Pour incarner son histoire Scorsese emploie un double point de vue. Le film est à la fois l'histoire d'Ernest Burkhart, qui rejoint le patronage de son oncle et dont le film suit majoritairement les péripéties, et celui de Molly, d'abord courtisée puis mariée à Ernest, qui imprime son rythme au film, entre observation taciturne et volonté justicière. La force du film ne réside pas dans la résolution des meurtres et ne fait d'ailleurs pas trop de mystère là-dessus, mais plutôt dans son observation méticuleuse de la déliquescence d'une nation au travers d'un couple éminemment complexe — un mélange réussi entre l’intime, le privé et le public. Ernest est un « bon gars », pas très malin ni forcément très éduqué, qui obéit naturellement à la figure d'autorité paternaliste que représente son oncle et dont il semble adopter les vues racistes et cupides, tout en témoignant tout au long du film une réelle affection et un réel amour pour sa femme et sa famille. Molly de son côté n'est pas si naïve vis-à-vis de ses prétendants blancs qui cherchent avant tout son argent, et vois bien dans la disparition régulière et inexpliqué des membres de sa communauté, sa famille en premier, des corrélations suspicieuses. Mais cette suspicion fait jeu égal avec une force de foi en l'humanité et l'aveuglement de l'amour. Ces deux protagonistes sont profondément humains et faillibles, et recèlent en eux toute la richesse d'un film qui certes prends clairement parti mais n'en est pas moins nuancé.

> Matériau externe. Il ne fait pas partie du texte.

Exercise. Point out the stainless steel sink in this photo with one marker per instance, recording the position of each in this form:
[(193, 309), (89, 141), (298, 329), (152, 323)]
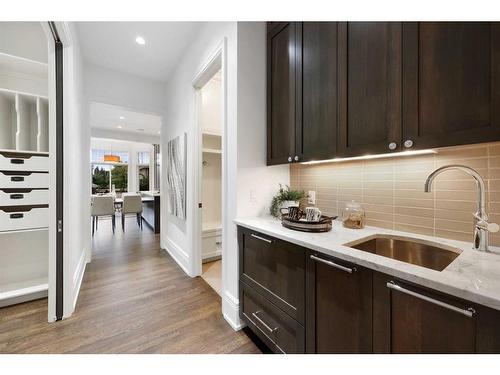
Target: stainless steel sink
[(410, 250)]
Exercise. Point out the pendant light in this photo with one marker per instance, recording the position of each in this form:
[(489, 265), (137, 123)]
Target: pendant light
[(111, 158)]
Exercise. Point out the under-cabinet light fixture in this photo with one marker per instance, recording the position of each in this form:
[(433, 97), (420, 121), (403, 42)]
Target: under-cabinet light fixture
[(377, 156)]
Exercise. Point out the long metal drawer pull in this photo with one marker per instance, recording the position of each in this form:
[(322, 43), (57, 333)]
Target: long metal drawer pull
[(272, 330), (469, 312), (334, 265), (261, 238)]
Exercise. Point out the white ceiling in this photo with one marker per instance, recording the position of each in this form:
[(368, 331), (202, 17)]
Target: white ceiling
[(106, 116), (112, 44)]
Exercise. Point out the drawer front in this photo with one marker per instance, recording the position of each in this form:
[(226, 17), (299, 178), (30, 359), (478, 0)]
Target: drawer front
[(18, 197), (24, 217), (23, 180), (13, 161), (276, 269), (280, 332)]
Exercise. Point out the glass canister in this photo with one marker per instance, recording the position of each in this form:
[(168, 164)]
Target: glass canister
[(353, 215)]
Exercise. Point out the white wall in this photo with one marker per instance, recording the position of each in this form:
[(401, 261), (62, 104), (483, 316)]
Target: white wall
[(211, 104), (76, 170), (132, 148), (24, 39), (246, 144), (177, 235), (108, 86)]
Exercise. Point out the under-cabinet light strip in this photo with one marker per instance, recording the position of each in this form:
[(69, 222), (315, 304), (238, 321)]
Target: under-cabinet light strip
[(377, 156)]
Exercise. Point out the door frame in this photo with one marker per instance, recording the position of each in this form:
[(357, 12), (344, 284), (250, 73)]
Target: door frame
[(215, 62), (57, 38)]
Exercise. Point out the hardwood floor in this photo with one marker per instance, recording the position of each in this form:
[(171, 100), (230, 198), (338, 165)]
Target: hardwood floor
[(134, 299)]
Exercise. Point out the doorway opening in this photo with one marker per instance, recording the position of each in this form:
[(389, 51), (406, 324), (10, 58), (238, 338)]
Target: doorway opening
[(209, 218), (124, 172)]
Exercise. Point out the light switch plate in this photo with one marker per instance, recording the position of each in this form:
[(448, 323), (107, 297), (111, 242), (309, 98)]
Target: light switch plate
[(311, 197)]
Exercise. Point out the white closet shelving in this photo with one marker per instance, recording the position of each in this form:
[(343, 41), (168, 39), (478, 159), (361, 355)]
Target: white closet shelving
[(24, 179), (211, 218)]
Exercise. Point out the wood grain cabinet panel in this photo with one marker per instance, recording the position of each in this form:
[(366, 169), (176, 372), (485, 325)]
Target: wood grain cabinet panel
[(280, 332), (274, 268), (281, 92), (339, 306), (369, 58), (316, 128), (406, 323), (451, 75)]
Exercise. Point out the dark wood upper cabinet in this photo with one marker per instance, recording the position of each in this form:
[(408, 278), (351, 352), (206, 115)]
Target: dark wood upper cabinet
[(369, 58), (451, 75), (281, 92), (316, 128), (355, 88), (339, 306)]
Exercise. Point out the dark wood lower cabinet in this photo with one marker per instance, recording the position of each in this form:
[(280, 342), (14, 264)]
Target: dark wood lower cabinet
[(280, 332), (411, 319), (351, 309), (339, 306)]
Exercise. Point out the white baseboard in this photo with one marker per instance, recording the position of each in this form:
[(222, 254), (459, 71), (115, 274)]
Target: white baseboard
[(78, 276), (211, 254), (179, 255), (231, 311)]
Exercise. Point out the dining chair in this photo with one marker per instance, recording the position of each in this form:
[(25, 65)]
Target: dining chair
[(132, 204), (102, 206)]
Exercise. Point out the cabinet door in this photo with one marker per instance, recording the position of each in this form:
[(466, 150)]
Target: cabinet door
[(339, 306), (316, 136), (451, 83), (369, 87), (275, 269), (281, 80), (410, 319)]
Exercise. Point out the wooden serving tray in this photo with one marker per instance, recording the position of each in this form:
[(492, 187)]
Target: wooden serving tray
[(324, 225)]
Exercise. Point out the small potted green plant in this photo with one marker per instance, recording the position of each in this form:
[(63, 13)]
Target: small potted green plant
[(285, 198)]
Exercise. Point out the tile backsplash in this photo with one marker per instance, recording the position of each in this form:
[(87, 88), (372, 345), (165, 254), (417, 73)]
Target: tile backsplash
[(391, 190)]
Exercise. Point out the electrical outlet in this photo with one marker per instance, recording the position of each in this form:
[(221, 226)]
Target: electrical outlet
[(253, 196), (311, 197)]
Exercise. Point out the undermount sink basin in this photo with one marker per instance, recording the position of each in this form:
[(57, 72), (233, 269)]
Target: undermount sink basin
[(409, 250)]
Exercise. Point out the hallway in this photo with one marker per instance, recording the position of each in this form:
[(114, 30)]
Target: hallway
[(134, 299)]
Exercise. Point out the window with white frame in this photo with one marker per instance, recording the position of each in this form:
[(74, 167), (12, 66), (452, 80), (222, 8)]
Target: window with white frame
[(143, 175)]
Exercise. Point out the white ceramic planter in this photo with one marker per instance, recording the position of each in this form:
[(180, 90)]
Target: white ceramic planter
[(286, 204)]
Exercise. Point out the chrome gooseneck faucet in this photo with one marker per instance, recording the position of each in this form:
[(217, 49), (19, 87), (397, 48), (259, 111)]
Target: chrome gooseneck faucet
[(481, 225)]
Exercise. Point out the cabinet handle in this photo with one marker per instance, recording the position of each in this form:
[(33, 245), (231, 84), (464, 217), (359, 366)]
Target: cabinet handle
[(332, 264), (272, 330), (408, 143), (469, 312), (261, 238)]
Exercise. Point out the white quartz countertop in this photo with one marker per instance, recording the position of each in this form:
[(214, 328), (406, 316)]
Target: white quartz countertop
[(473, 275)]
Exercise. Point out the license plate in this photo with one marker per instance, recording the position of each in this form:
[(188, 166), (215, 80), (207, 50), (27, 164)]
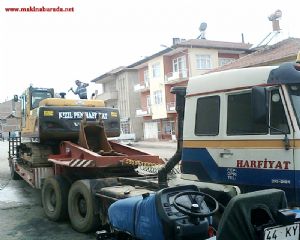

La longueur du film permet d'installer avec crédibilité ce climat délétère, fait de petites trahisons, de renoncements et de non-dits. Si j’ai pu être dure avec de nombreux films récents sur leur durée, j’ai trouvé qu’ici Scorsese a suffisamment de choses à dire pour justifier cette longueur. On ressent ainsi toute la détresse d'un peuple dépossédé de sa culture, de sa santé, de son autonomie — Molly doit justifier à son curateur chaque dépense — et au final de leurs droits.
La fin du film offre une mise à distance intéressante stylistiquement autant que cruelle — une affaire d'état impliquant le tout nouveau FBI reléguée à un fait divers divertissant du dimanche soir — où la justice un goût bien amer.
Le trio d'acteur principal offre une partition subtile et frappante. On a rarement vu DiCaprio dans un rôle de naïf veule, un rôle complexe et fascinant. Lily Gladstone est elle aussi une véritable force terrestre, un roseau qui plie mais ne se rompt pas et qui en dit peu mais on exprime beaucoup. De Niro est pour sa part une pièce de jeu plus discrète et pourtant omniprésente et inquiétante. Je n'avais pas beaucoup de doutes de la part de Scorsese et son équipe, et le film est une grande réussite formelle avec notamment un montage au cordeau qui conserve un rythme lancinant mais soutenu. Film d’époque, il y a un grand soin apporté aux costumes et aux accessoires, entre les tenues traditionnelles, le passage des années folles et l’occidentalisation… des détails qui là aussi contribuent à une immersion puissante.